Até o momento, mais de 2 mil pessoas foram presas e acusadas de envolvimento nos atos. Ao longo dos meses, a maioria passou a responder os processos em liberdade mediante uso de tornozeleira eletrônica, apresentação semanal à Justiça, recolhimento domiciliar noturno e nos finais de semana e outras medidas cautelares.
“As denúncias da PGR [Procuradoria-Geral da República] são genéricas, iguais para todos. Recorremos a um sistema de identificação de plágio usado em instituições de ensino que apresentou um comparativo de 98% entre as denúncias. São absolutamente iguais, só mudam o nome das pessoas”, afirma a advogada Gabriela Ritter, fundadora e presidente da Asfav. “As decisões [do ministro Moraes] que mantêm as pessoas presas também são iguais. Não há nenhuma individualização de conduta, nem avaliação de comorbidades, apreciação de nada. É como se fosse um processo em lote”, questiona.

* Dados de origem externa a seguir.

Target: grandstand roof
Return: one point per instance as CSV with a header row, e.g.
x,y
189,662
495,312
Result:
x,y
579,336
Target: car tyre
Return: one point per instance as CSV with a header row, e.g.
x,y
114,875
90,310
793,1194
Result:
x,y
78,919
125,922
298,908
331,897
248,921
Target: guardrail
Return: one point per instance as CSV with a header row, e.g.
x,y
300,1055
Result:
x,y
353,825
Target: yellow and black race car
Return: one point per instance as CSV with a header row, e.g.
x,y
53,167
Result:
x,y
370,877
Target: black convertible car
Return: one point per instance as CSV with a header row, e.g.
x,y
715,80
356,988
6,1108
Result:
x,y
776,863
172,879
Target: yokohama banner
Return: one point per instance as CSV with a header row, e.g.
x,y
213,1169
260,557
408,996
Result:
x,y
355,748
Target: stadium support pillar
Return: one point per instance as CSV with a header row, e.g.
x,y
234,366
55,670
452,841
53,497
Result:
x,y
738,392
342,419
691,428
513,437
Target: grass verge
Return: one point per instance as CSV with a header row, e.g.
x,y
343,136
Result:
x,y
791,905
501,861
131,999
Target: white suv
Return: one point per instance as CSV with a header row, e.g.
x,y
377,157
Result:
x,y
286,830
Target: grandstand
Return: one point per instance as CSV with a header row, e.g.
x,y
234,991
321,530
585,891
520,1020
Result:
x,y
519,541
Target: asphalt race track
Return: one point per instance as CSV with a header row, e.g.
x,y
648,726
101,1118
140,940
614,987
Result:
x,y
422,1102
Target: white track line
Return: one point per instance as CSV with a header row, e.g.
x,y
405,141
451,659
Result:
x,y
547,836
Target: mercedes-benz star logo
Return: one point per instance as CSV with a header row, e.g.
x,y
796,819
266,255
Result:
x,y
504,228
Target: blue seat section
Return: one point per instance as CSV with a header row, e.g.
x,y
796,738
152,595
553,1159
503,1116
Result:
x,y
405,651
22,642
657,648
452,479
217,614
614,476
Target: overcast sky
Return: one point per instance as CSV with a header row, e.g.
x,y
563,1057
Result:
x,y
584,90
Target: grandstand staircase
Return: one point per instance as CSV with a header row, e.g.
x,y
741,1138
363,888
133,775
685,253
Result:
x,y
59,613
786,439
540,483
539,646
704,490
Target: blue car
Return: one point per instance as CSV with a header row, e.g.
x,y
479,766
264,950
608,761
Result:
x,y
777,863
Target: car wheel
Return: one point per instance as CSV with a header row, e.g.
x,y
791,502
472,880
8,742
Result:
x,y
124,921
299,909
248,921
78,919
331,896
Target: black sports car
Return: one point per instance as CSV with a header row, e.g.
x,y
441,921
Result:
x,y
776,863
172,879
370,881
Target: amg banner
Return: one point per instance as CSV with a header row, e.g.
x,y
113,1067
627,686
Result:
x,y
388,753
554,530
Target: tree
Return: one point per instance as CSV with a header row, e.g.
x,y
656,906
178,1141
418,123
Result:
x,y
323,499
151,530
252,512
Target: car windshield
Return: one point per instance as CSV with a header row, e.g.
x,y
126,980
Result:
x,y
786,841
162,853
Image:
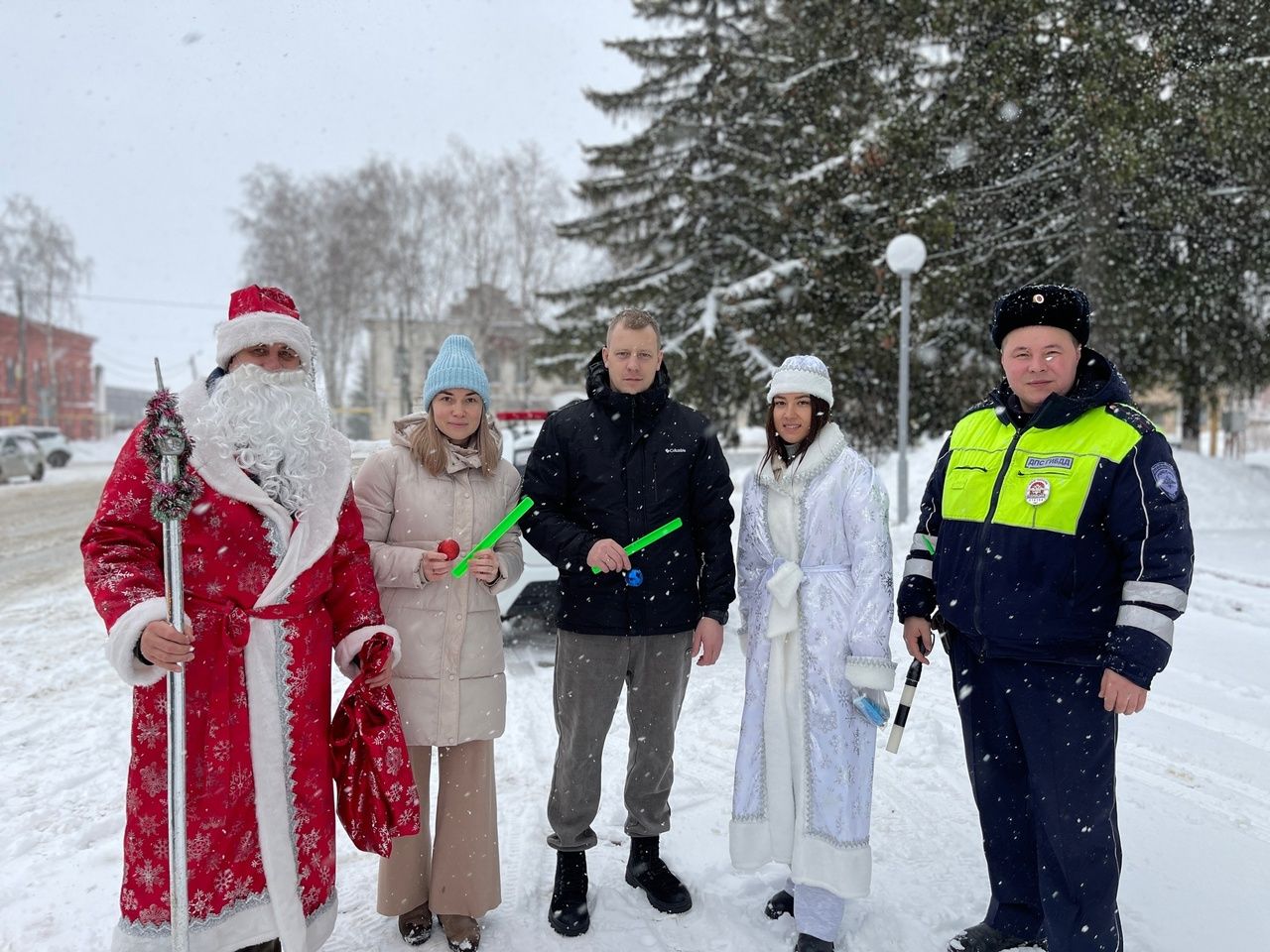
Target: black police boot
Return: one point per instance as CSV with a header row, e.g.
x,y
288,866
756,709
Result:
x,y
780,904
568,914
984,938
647,871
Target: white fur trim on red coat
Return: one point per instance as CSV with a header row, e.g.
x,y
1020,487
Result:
x,y
263,327
345,652
123,636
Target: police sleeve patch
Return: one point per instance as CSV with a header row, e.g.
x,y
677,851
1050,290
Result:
x,y
1166,479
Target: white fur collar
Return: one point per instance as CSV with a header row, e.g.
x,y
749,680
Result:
x,y
316,529
816,460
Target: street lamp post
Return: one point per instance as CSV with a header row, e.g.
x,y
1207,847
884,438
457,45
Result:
x,y
906,254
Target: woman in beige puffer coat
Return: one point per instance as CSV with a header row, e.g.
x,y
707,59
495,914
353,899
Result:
x,y
443,477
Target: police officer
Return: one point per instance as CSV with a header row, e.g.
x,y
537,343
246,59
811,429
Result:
x,y
1055,540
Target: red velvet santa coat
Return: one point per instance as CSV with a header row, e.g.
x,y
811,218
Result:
x,y
270,597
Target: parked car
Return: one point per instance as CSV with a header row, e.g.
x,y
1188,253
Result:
x,y
53,440
21,456
535,597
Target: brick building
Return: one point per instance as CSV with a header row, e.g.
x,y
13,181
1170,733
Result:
x,y
54,385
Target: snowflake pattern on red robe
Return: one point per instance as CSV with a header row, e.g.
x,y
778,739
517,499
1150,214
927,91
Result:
x,y
270,598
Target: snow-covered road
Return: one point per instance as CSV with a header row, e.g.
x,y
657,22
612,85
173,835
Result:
x,y
1194,774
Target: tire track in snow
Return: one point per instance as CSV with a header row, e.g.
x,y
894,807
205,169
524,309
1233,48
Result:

Desde sua fundação, a associação tem concentrado esforços em denunciar o caso para a imprensa, juristas e a Ordem dos Advogados do Brasil (OAB). Recentemente, em um congresso nacional de advocacia criminal realizado em Brasília, representantes da entidade entregaram a juristas um relatório apontando as alegadas violações na condução dos processos. Em um evento realizado pelo Conselho Nacional de Justiça (CNJ) em junho, a presidente do STF, Rosa Weber, também recebeu das mãos de membros da Asfav uma cópia do relatório. “Mas o ministro já individualizou as condutas”, disse a ministra, equivocadamente, para em seguida prometer que leria todo o documento.
Nesta quarta-feira (5), a presidente da associação participaria de uma audiência pública na Câmara dos Deputados com o tema “Prisões ilegais de 8 de janeiro e o desrespeito à prerrogativa dos advogados”. A audiência, entretanto, foi cancelada, mas deve ocorrer ainda neste mês.

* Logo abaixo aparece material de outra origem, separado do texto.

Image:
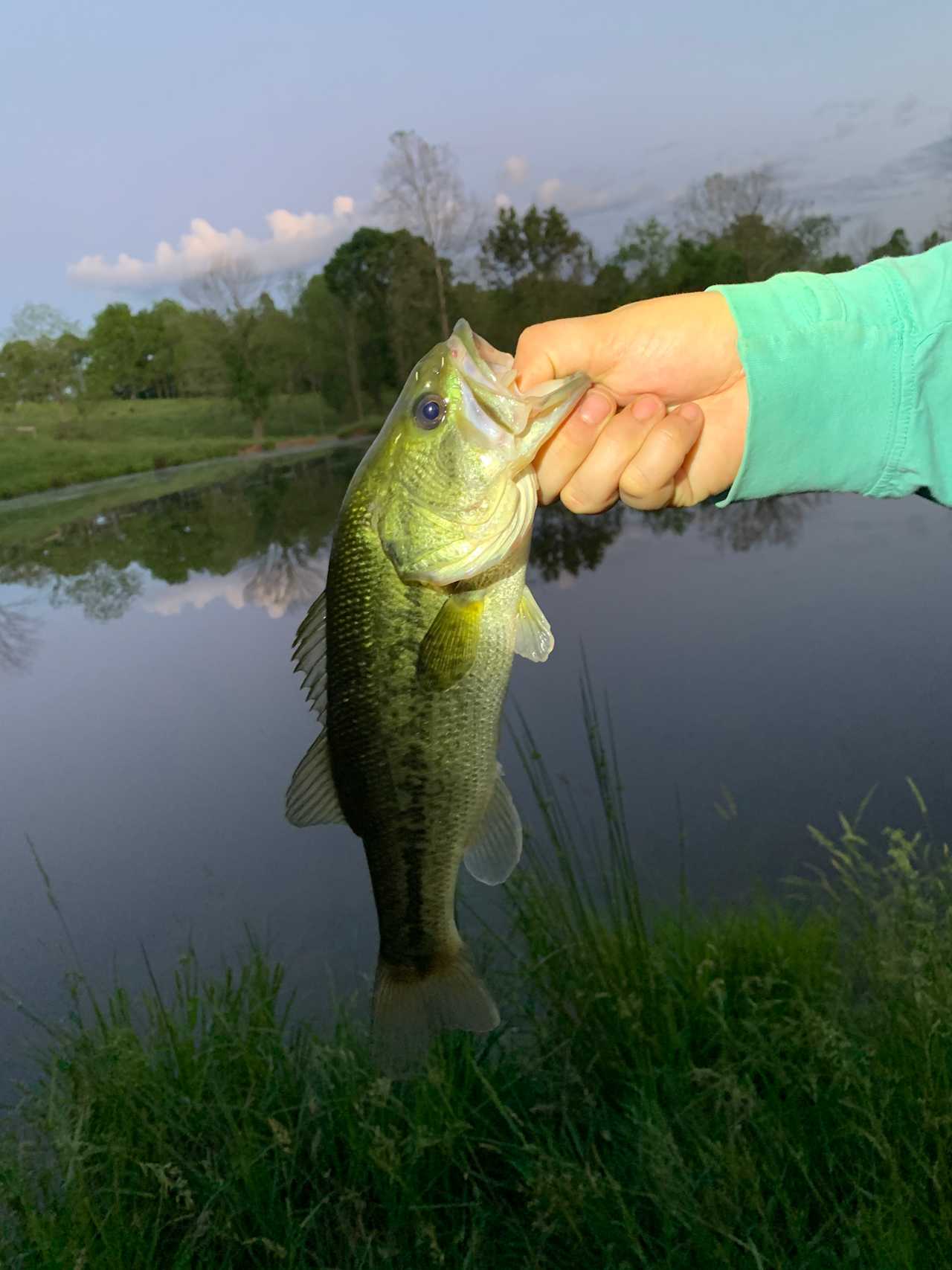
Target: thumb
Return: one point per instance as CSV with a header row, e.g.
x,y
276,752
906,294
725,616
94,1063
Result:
x,y
553,350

Relatório aponta 26 violações a direitos dos presos
No relatório entregue a juristas, a Asfav listou 26 violações a direitos dos detidos. Um dos principais questionamentos dos advogados é que os processos deveriam tramitar na Justiça Federal e não no STF, já que os presos não têm foro privilegiado. “O STF é a última instância, então os recursos são escassos. As pessoas não estão tendo direito ao duplo grau de jurisdição [princípio constitucional que garante a todos os cidadãos a reanálise de seu processo em uma instância superior]”, diz Gabriel Ritter.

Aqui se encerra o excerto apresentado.